FRT was not found to be related to both FMA-UE and FMA-LE. This could be due to the assessment of FRT using the less-affected upper limb. In comparison to other balance measures, FRT assesses only reaching ability. BBS, apart from reaching, comprises multiple balance-related tasks in static and dynamic positions. PASS exclusively measures stroke-related postural impairment. Although some of the items overlap with that of the BBS, PASS specifically assesses paretic side and bed mobility.
Simultaneous recovery of the affected upper and lower limbs may influence the balance control. In the present study, the effect of motor level of one limb (upper or lower) was controlled while analyzing the relation of recovery with balance. It could be inferred that the balance is not related to either upper or lower limb independently. Rather, balance is an integrated response of the performance of the upper extremities while maintaining upright position by the lower extremities.
A good correlation was found between the recovery of affected limb (upper limb and lower limb independently) and balance. However, the level of relation declined when both the affected limbs were considered as a single unit. Both FMA-UE and FMA-LE exhibited no relation with PASS-T when one of the FMA (FMA-LE/FMA-UE) components was controlled.
FMA-UE components exhibited good relation with the majority of BBS items. The items were either those which required control through protective extension such as stand-to-sit or complex items (9 and beyond) comprising the upper limb control and manipulation. Similarly, FMA-UA components exhibited good relation with most of the PASS-C items, which required the upper extremity control during postural change. Both synergistic and nonsynergistic FMA-LE components demonstrated acceptable association with BBS items such as reaching forward while standing and standing upon one leg.
Different approaches such as task-oriented gait training are used to alleviate balance dysfunction in stroke [40]. Despite evidence, no single approach is considered to be the best to achieve balance in stroke subjects [41]. The arm training improves postural control and independent walking [42, 43]. Exclusive task-oriented arm training in standing may improve postural control (centre of pressure displacement and the anticipatory adjustments) [42, 44]. The role of the limbs in balance control may be utilized in stroke rehabilitation. The present study had few limitations, for instance, variability in age, chronicity, and lesioned area.
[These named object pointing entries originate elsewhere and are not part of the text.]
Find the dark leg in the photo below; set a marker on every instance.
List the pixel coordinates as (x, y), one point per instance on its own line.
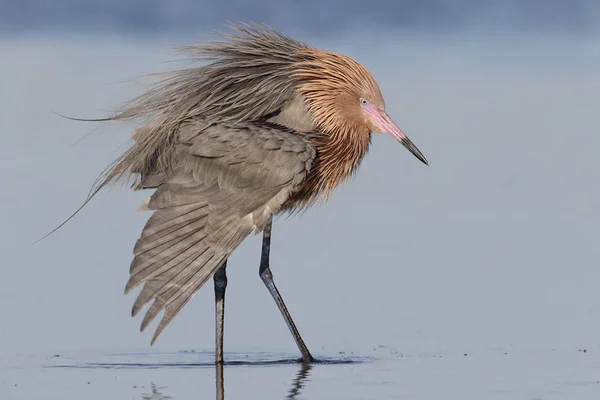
(220, 381)
(220, 279)
(267, 277)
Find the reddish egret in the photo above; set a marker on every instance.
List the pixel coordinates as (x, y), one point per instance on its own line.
(267, 126)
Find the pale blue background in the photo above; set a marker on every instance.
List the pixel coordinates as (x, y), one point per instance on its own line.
(491, 248)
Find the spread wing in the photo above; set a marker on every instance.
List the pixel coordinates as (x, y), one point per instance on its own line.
(224, 182)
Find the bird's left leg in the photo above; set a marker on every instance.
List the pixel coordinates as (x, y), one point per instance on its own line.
(267, 277)
(220, 279)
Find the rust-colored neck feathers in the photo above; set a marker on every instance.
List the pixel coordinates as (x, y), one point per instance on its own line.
(332, 85)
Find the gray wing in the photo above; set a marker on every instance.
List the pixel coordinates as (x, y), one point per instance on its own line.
(224, 183)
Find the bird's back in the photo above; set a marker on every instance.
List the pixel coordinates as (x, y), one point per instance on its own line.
(225, 146)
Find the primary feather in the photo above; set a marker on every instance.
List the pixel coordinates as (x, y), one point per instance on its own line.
(226, 146)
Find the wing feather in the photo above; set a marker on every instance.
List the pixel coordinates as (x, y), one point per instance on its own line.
(225, 182)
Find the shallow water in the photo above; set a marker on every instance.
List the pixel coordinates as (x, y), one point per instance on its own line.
(535, 373)
(473, 279)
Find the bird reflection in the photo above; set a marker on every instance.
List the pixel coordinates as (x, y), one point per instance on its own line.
(297, 385)
(299, 381)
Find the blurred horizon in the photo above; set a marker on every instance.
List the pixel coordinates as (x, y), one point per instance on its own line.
(152, 18)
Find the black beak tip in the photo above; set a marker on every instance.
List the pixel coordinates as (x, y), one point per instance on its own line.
(416, 152)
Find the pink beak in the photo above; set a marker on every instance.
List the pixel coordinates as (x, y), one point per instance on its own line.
(380, 119)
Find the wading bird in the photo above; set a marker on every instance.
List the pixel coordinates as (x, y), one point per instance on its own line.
(268, 126)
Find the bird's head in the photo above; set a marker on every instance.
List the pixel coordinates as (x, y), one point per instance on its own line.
(343, 96)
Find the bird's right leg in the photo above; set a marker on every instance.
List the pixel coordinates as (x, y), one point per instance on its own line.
(267, 278)
(220, 279)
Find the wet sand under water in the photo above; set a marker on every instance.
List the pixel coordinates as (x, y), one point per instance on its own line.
(542, 373)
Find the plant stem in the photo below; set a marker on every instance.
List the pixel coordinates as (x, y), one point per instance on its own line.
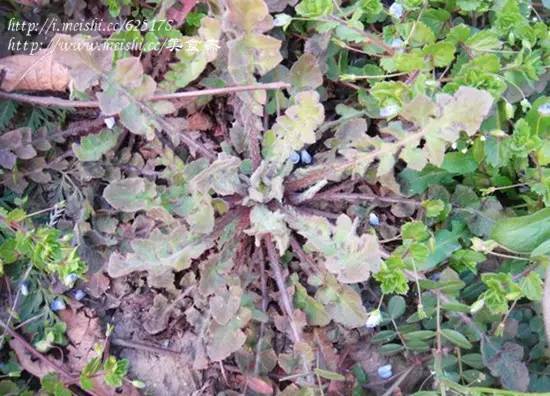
(358, 197)
(333, 169)
(60, 102)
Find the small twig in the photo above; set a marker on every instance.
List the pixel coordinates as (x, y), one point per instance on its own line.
(60, 102)
(309, 266)
(358, 197)
(143, 346)
(286, 304)
(317, 212)
(396, 384)
(15, 303)
(259, 258)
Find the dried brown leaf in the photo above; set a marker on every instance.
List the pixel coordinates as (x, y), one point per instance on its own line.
(39, 72)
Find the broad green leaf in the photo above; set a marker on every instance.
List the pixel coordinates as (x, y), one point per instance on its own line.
(419, 335)
(446, 242)
(483, 40)
(305, 74)
(131, 194)
(314, 8)
(531, 286)
(396, 307)
(524, 233)
(505, 362)
(441, 53)
(93, 147)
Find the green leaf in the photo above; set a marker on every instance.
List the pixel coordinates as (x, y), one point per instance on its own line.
(195, 54)
(305, 74)
(159, 255)
(390, 349)
(506, 363)
(524, 233)
(441, 53)
(459, 163)
(315, 312)
(443, 120)
(296, 127)
(131, 194)
(531, 286)
(342, 303)
(263, 221)
(446, 242)
(419, 335)
(93, 147)
(456, 338)
(396, 307)
(314, 8)
(221, 176)
(484, 40)
(433, 207)
(350, 257)
(415, 230)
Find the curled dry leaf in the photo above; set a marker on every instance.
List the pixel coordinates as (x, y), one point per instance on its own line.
(39, 72)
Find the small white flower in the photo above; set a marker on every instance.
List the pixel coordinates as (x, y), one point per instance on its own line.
(24, 288)
(109, 122)
(70, 279)
(374, 319)
(397, 43)
(385, 372)
(544, 109)
(305, 157)
(294, 157)
(79, 294)
(373, 219)
(396, 10)
(58, 305)
(389, 110)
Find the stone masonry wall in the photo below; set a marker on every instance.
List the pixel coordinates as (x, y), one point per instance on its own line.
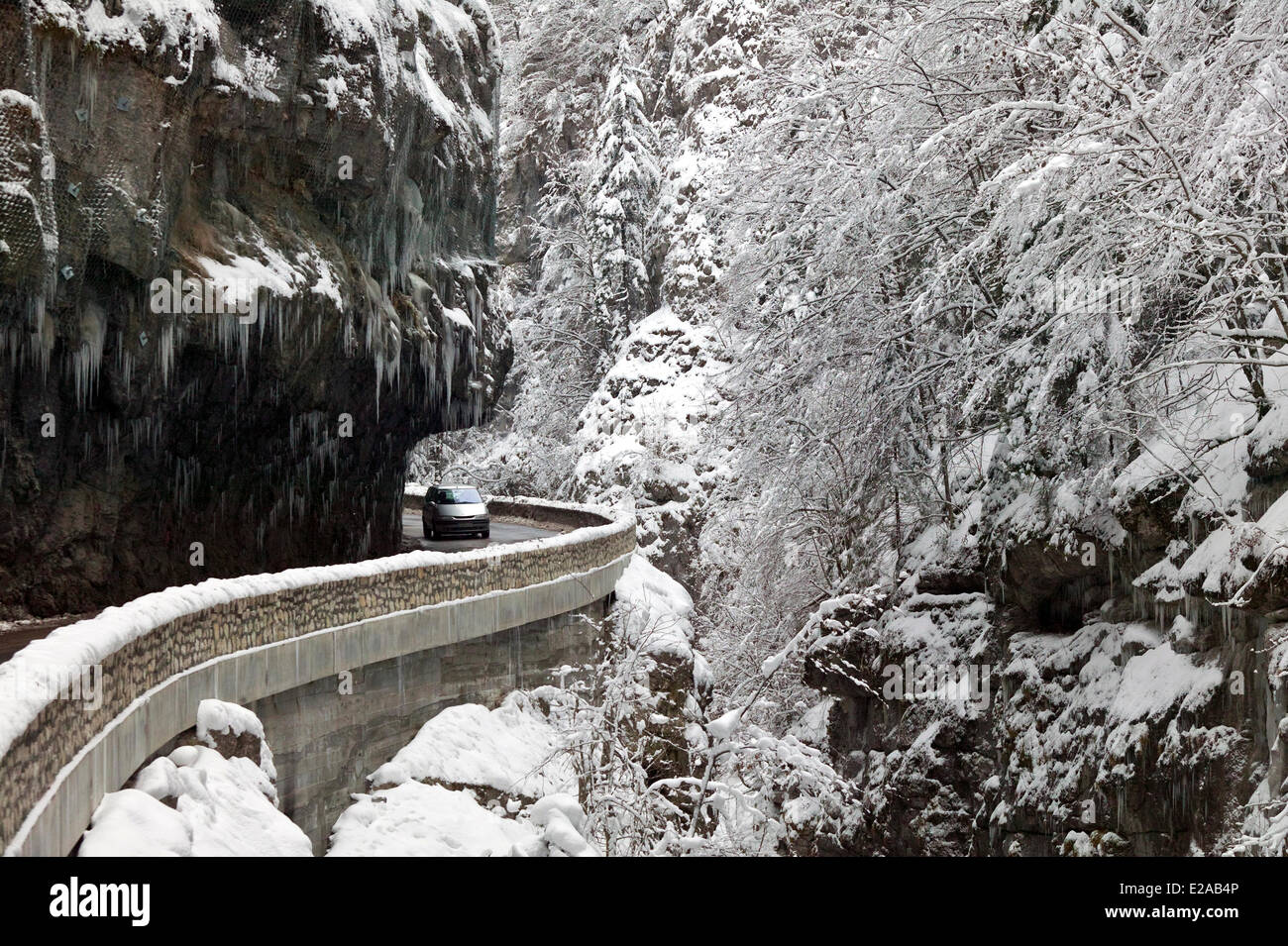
(63, 727)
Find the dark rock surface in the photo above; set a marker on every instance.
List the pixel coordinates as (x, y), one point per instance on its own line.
(338, 175)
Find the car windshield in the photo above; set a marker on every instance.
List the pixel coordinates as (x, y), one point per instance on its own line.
(459, 495)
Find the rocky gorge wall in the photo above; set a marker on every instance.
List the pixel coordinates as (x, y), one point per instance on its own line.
(316, 181)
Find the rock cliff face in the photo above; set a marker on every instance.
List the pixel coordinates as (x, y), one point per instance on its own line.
(313, 180)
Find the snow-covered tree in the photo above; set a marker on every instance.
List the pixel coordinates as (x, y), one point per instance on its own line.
(625, 181)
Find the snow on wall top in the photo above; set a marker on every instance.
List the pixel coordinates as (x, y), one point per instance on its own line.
(38, 674)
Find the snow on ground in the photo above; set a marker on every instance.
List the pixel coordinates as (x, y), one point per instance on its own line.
(475, 753)
(416, 820)
(510, 749)
(643, 428)
(197, 803)
(655, 610)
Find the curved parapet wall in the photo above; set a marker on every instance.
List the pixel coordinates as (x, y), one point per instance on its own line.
(245, 639)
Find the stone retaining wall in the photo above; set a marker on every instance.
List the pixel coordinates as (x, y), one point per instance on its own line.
(498, 589)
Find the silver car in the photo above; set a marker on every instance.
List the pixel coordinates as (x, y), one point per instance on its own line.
(455, 511)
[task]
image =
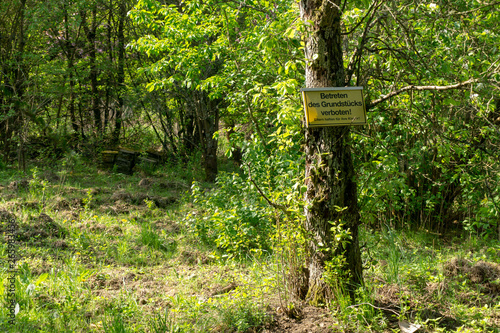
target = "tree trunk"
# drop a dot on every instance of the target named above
(121, 72)
(329, 169)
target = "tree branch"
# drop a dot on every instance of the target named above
(420, 88)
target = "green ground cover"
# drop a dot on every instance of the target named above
(105, 252)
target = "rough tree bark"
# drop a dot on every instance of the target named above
(329, 169)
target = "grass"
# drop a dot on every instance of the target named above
(99, 253)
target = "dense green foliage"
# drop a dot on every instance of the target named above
(213, 87)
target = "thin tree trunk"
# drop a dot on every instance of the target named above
(121, 72)
(331, 194)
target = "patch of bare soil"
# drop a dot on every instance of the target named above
(40, 227)
(194, 257)
(19, 184)
(307, 320)
(6, 217)
(122, 196)
(485, 275)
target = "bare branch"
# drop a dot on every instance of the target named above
(420, 88)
The number of female participants was considerably low. The trunk impairment may also affect balance. However, the trunk control was not assessed in the study. Further, due to nonavailability of the reliability, only the validity as a psychometric value was considered for BRS.
Advance measures such as kinematic analysis and force place may be used for future studies. Interaction of rehabilitation intervention on recovery and balance may be investigated in the longitudinal studies.
5. Conclusion
Balance, a multifactorial phenomenon, required for safe functional performance, gets impaired in stroke. In the present study, there exists a positive relation between the motor level of the affected upper and lower extremities and balance among poststroke subjects. Voluntary motor control of the paretic limbs may be one of the factors in balance-related functions. The findings may be utilized in planning stroke rehabilitation program.
Acknowledgment
The present study was partially funded by the Pandit Deendayal Upadhyaya Institute for the Physically Handicapped, 4 Vishnu Digamber Marg, New Delhi, India.
Conflict of Interests
The authors declare that there is no conflict of interests regarding the publication of this paper.